My father sent an article, as fathers do. It is a riveting article about people who experience attacks by bears by using handguns. When you live in the north woods, this gets your attention.
The attacks are briefly recounted, with the calibers employed, and the results.
Few critters in the wild are as frightening at an attacking bear. They can move as fast as a horse for a short distance and their physical power is enormous. Bears, especially the Grizzly and the Brown variety, are among the largest carnivores on land. The females especially can be incredibly aggressive if their cubs are present.
As a kid, spending time in Montana and Wyoming, we went now and then into the Bighorns to stay in a cabin. Amazing place. But when nature called, and you made the journey to locus iste, you took your rifle. No matter your age, you took your rifle. Regardless of the outside task, you took a rifle. Bears. Scary animals.
Here is the article. It FASCINATING reading, not only for those of us who are into calibers and what shoot them, but for the accounts of the attacks.
Might I suggest that it is grizzly reading? It involves the debate about the effectiveness of handgun calibers.
Here is an example:
Defense Against Bears with Pistols: 97% Success rate, 37 incidents by Caliber
We have found three cases where .357 revolvers were used to defend against bears. Two were successful, one was unsuccessful.
1. MT: Grizzly Bear Killed After Biting Warden in Montana Forest June 26, 1987, .357 Magnum
Pictures at Field and Stream Article here
‘’I wouldn’t want to have another go-round,’’ the 60-year-warden, Lou Kis, said from his hospital bed after undergoing surgery for the bite, which was so powerful that it broke the leg bone below the knee.
Mr. Kris, a warden captain here for 22 years, killed the 400- to 500-pound bear with six shots from his .357 caliber Magnum revolver as it bit him.
Interesting point: the examples of 9mm were successful! For those of you who say that a caliber that doesn’t start with a “4” is not enough, the technology of 9mm is getting really interesting. And you can carry more rounds. But I digress.
Okay, by now you are wondering if I have finally lost it. First, I wrote about beavers. Now, bears?
Here is where I am going with this.
In this pilgrim journey we are in, we are encountering both the roaring roaming lion Peter warns of and equivalent bears… and, to make the song complete, tigers too. Not tiggers, tigers. DAMN scary animal, the tiger. Scarier than either bears or lions. But I digress.
We have great defensive and offensive spiritual weapons of ascending calibers, from prayers to sacramentals to fasting to sacraments.
And, as I have written elsewhere in regard to a Mass Collect, the soul in the state of grace has Demon Kevlar!
I want us all to carry and train with and use these spiritual calibers to the extent that we are able and according to our vocations.
Think of the “stopping power” of a round of blessed salt and holy water. However, a smaller caliber Hail Mary is not to be sniffed at. First, the magazine that is a Rosary carries a lot of rounds. Prayerfully recited the Hail Mary is a scary hollow point rounds that blossom when they strike the Devil. Again and again and again and again and again and again and again and again….

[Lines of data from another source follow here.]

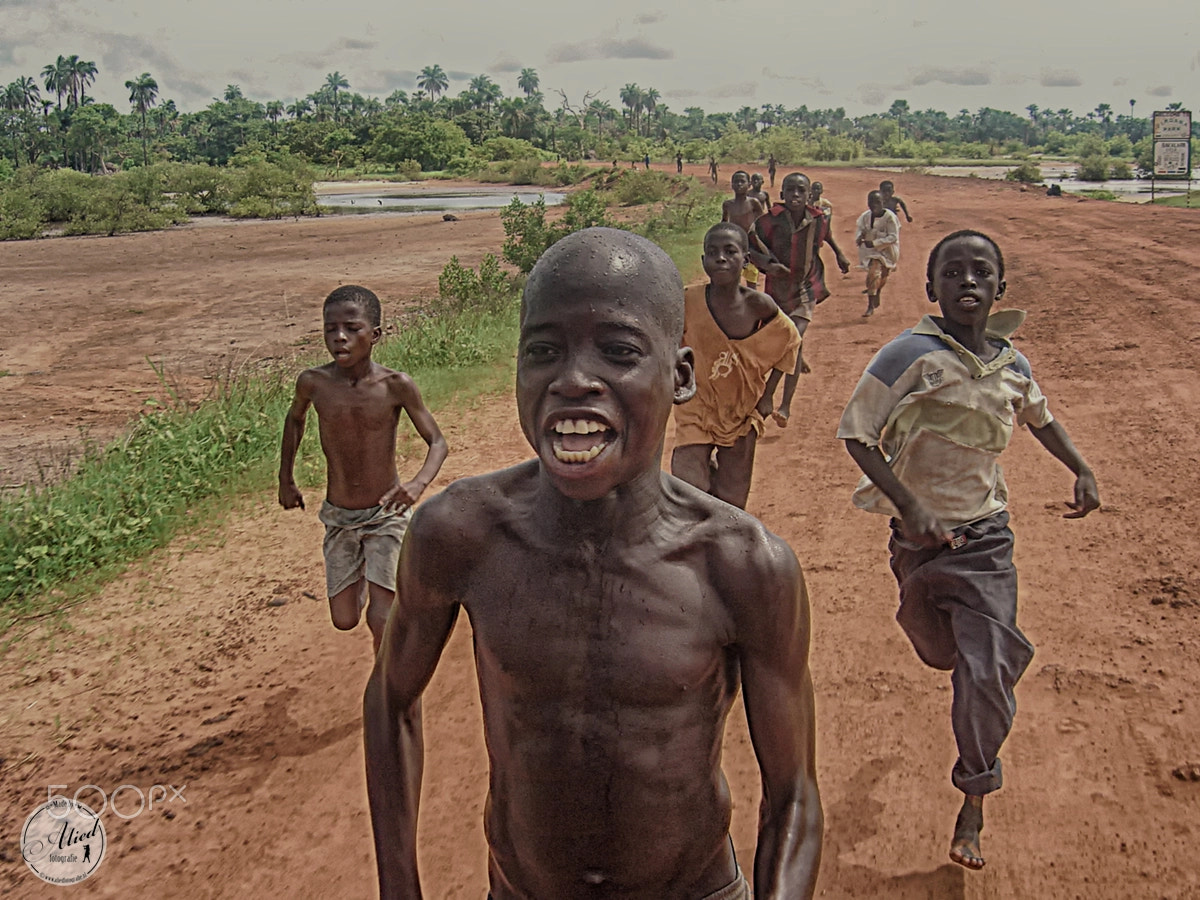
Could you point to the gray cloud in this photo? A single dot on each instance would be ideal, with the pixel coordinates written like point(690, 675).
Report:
point(871, 94)
point(354, 43)
point(607, 48)
point(807, 81)
point(742, 89)
point(966, 76)
point(505, 63)
point(1060, 78)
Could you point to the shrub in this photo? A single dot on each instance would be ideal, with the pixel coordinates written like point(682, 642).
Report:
point(1026, 173)
point(1092, 168)
point(21, 215)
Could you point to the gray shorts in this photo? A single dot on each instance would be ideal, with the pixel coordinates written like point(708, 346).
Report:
point(361, 541)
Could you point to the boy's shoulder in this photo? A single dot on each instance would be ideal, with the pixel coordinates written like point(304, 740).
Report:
point(733, 541)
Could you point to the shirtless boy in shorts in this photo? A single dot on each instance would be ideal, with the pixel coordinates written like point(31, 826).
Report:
point(366, 508)
point(743, 210)
point(616, 612)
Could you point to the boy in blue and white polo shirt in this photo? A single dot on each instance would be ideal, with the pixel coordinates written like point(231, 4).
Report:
point(927, 425)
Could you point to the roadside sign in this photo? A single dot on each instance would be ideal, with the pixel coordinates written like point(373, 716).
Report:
point(1171, 157)
point(1173, 125)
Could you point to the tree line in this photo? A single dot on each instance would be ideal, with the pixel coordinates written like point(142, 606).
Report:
point(51, 121)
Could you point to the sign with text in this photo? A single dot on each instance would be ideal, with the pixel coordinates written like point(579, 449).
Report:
point(1173, 157)
point(1173, 125)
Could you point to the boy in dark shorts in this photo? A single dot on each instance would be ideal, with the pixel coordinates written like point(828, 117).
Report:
point(742, 343)
point(927, 424)
point(616, 612)
point(893, 203)
point(366, 508)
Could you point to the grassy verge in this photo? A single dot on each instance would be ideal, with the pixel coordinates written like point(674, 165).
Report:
point(178, 461)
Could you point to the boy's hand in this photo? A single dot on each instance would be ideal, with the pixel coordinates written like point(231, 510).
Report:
point(922, 527)
point(291, 496)
point(1087, 497)
point(402, 496)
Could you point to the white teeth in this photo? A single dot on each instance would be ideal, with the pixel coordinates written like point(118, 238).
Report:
point(579, 426)
point(579, 455)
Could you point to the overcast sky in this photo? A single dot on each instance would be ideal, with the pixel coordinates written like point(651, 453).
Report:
point(717, 54)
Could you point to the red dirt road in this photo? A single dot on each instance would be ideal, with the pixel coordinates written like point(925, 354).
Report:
point(180, 672)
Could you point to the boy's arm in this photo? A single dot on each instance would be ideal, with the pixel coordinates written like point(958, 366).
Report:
point(918, 523)
point(293, 432)
point(843, 263)
point(417, 633)
point(408, 493)
point(1055, 439)
point(777, 688)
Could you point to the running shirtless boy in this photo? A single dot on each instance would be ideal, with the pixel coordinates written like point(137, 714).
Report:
point(616, 613)
point(366, 508)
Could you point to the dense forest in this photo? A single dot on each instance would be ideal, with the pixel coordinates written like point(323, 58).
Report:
point(249, 157)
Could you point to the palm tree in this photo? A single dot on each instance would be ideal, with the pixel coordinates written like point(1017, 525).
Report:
point(57, 77)
point(336, 81)
point(528, 82)
point(433, 82)
point(631, 96)
point(143, 95)
point(299, 108)
point(651, 99)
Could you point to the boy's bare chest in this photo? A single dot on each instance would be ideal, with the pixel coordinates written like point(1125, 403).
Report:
point(563, 627)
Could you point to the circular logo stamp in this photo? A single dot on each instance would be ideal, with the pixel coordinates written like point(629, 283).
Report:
point(63, 841)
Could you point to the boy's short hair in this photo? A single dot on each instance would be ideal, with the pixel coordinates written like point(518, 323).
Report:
point(636, 267)
point(360, 295)
point(955, 235)
point(733, 228)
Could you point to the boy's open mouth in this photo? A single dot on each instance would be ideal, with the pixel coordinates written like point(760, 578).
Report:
point(580, 439)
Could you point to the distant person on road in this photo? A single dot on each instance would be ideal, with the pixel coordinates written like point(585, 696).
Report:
point(877, 238)
point(757, 192)
point(816, 198)
point(927, 425)
point(893, 203)
point(743, 210)
point(743, 345)
point(792, 233)
point(616, 613)
point(366, 509)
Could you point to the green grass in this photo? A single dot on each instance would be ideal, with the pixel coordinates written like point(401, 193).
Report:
point(181, 467)
point(136, 493)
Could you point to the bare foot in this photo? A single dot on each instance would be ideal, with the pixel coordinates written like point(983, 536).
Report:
point(965, 847)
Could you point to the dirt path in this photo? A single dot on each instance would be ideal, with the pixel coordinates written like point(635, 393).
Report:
point(181, 672)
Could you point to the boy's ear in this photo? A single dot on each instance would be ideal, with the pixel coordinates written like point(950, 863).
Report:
point(685, 375)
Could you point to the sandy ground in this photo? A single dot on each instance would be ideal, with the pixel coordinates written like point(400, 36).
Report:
point(214, 664)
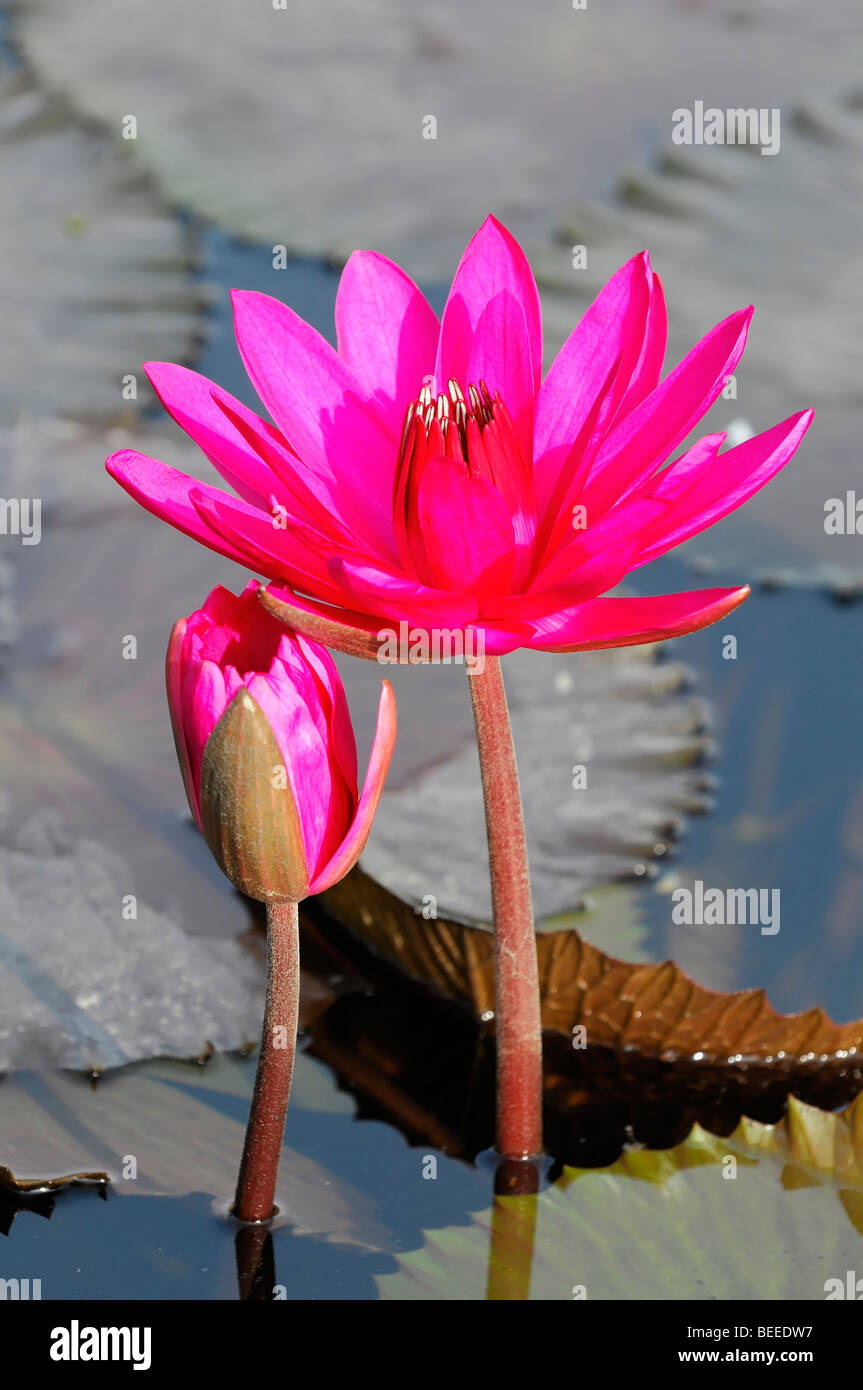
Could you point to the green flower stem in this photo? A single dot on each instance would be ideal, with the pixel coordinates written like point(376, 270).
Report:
point(517, 1015)
point(259, 1168)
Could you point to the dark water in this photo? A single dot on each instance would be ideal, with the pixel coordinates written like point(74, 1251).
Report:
point(787, 816)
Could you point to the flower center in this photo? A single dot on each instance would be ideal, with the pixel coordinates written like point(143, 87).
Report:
point(475, 431)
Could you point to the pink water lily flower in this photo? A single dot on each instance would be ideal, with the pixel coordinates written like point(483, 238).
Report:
point(267, 751)
point(427, 473)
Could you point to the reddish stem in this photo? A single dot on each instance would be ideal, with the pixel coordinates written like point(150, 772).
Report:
point(259, 1168)
point(519, 1026)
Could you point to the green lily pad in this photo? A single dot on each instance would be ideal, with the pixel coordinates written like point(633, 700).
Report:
point(771, 1212)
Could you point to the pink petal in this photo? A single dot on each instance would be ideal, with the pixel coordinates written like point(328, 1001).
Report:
point(466, 527)
point(174, 684)
point(498, 355)
point(492, 266)
point(293, 553)
point(733, 478)
point(342, 741)
point(378, 766)
point(649, 366)
point(398, 597)
point(313, 395)
point(637, 446)
point(320, 797)
point(188, 398)
point(387, 331)
point(610, 334)
point(627, 622)
point(167, 494)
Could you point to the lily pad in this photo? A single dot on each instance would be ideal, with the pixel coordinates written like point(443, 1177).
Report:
point(771, 1212)
point(181, 1134)
point(92, 977)
point(95, 270)
point(278, 121)
point(652, 1014)
point(610, 754)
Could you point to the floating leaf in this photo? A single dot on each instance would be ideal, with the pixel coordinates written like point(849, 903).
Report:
point(771, 1212)
point(610, 751)
point(181, 1134)
point(92, 977)
point(93, 268)
point(646, 1012)
point(277, 124)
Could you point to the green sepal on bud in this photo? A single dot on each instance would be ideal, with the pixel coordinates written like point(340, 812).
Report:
point(249, 816)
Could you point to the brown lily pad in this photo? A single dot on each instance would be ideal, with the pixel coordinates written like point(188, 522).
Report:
point(644, 1012)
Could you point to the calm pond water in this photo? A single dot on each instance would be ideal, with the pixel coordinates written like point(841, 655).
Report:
point(787, 815)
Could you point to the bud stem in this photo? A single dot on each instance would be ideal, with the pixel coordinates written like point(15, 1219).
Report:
point(517, 1015)
point(259, 1168)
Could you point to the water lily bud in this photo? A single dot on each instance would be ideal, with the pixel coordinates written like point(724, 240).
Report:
point(267, 749)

Fathers! Oh, Fathers, consider your incredible arsenal. Face it. The lions and tigers and bears are after you and your flock. USE YOUR WEAPONS. You can use the Roman Ritual! You can say the Ma Deuce of spiritual arms the TRADITIONAL MASS in the very language that the Enemy hates most. Every prayer from your consecrated mind and heart is like a round to a hard thing or a vital squishy thing in every demon around you.
Can we PLEASE stop fooling around with the baby food and the rattles and binkies and take up the serious rations and arms that our times require?
There are BEARS out there, damn it! And lions and tigers. Tigers… brrrr. I remember a video of a tiger running across the surface of a pond to kill a deer. HERE
Sometime take a look at videos of bear attacks. Brrrrrrr.
And about those bears… do NOT insult Elisha!
And ohhhhhh do I miss Gary Larson. Come back, Gary! All is forgiven.
I think I miss him even more than, dare I, Calvin and Hobbes.
(I sense a new installment from a certain devil dog reader.)